A working document from the Council General Secretariat, published on 25 June 2026, compiles written replies from 17 Member States on the proposed EU Talent Pool Regulation, following a request at the 6 February 2024 meeting of the Working Party on Integration, Migration and Expulsion (Admission). The replies reveal broad support for voluntary participation but significant demands for flexibility on withdrawal, employer definitions, national adjustments to shortage lists, and reduced administrative burdens.
Denmark raises concerns about posting third-country nationals to other Member States, citing CJEU case law (C-43/93, Vander Elst; C-91/13, Essent) requiring the worker's main activity to be in the employer's Member State. Denmark proposes clarifying Article 13 to reflect this, noting the European Labour Authority has flagged posting as a priority due to risks of fake postings and exploitation.

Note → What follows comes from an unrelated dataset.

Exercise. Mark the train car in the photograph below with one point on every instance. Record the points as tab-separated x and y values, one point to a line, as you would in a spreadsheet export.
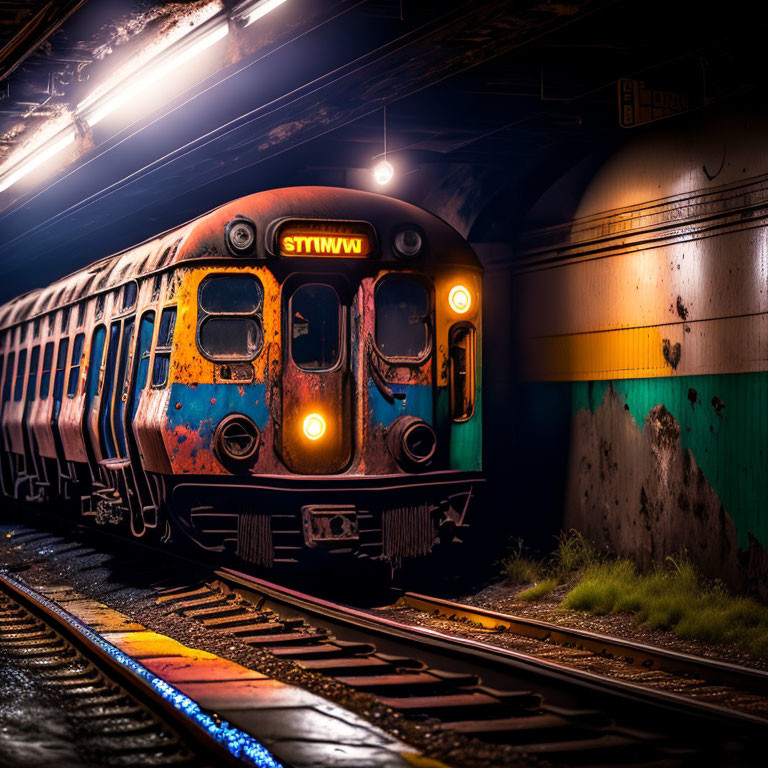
291	376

Estonia suggests adding a withdrawal provision to Article 3, amending the "employer" definition in Article 4(1)(3) to exclude private employment agencies and labour market intermediaries, changing "may" to "shall" in Article 11(1) for Europass profile creation, and allowing adjustments to the shortage occupation list more than once a year in Article 15(1).
Finland (preliminary comments, scrutiny reserve) stresses voluntary participation, cost-effective IT interoperability with its national platform (Työmarkkinatori), flexible national adjustments to the EU-level shortage occupation list, scalable digital services for jobseekers, and no binding provisions on entry conditions.
France (scrutiny reserve) questions the legal basis, supports voluntary participation with explicit withdrawal/suspension rights, opposes including private employment agencies in the "employer" definition, proposes allowing two national contact points, seeks to delete Article 10(2g) and Article 17(2), and suggests making employer compliance language more prescriptive (changing "should" to "shall" in recitals 23 and 37). France also requests clarifications on the Talent Partnerships pass (Article 12) and accelerated immigration procedures (Article 19).
The document signals that Member States are pulling in different directions on key provisions, with Denmark and France flagging posting and compliance risks, while Estonia and Finland push for greater flexibility and reduced administrative burdens. The Council will need to reconcile these positions before proceeding with the legislative file.